HOMEOWNERS ARE NOT being forced out of their homes, Strobel said. “It’s going to be their choice, if they want to stay or move out. If an owner wants to join in the assemblage of properties, they’d have the opportunity to join, or they can sell their property. It’s up to them.”
Given the higher density along Beulah Street, near the Kingstowne Shopping Center and by the Metro station, “this is a standard nomination,” Strobel said. “It fits into the context of the surrounding area. The nomination makes a lot of sense when you look at the development in the same area.”
That argument may not hold much weight with the Lee District Land Use Advisory Council.

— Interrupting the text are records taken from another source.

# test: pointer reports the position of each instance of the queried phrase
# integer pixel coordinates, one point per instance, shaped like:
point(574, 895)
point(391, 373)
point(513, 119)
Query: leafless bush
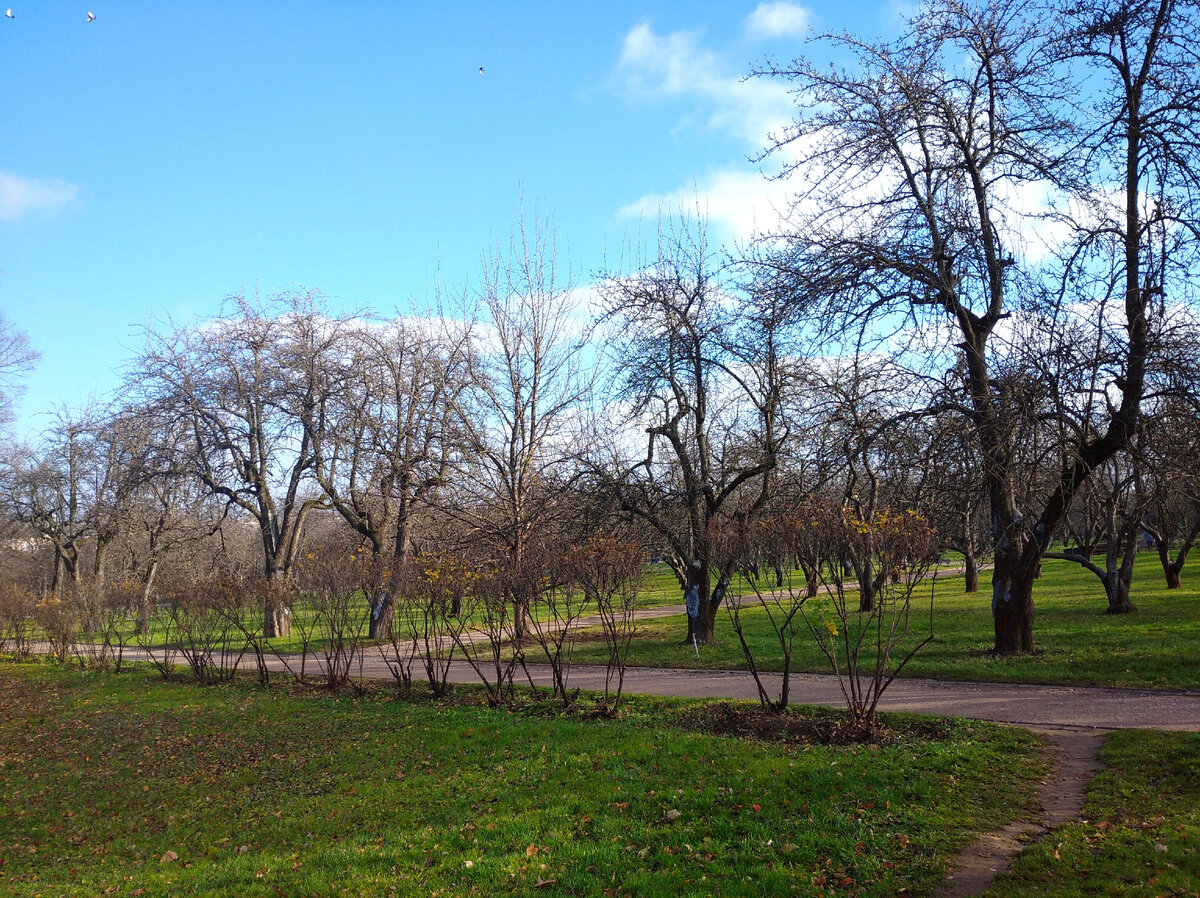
point(58, 618)
point(430, 624)
point(610, 573)
point(868, 648)
point(498, 651)
point(197, 621)
point(17, 611)
point(769, 556)
point(340, 587)
point(105, 615)
point(241, 602)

Claiming that higher density development is needed in that part of Springfield is "one of those arguments that make sense on first glance," said Paul Gagnon, chair of the council. "They need a better argument. We have enough density in that area right now, they have to provide something more to the community to it better."
Adding provisions to help reduce traffic problems that come with increased density or making monetary contributions to other projects may help, Gagnon said.
"The APR committee meetings sometimes look like a circus," he said. "Sometimes it seems like people are playing 'Let's Make a Deal.'"
The Casperson Road nomination is scheduled to go before the Lee District APR Task Force in April, Strobel said.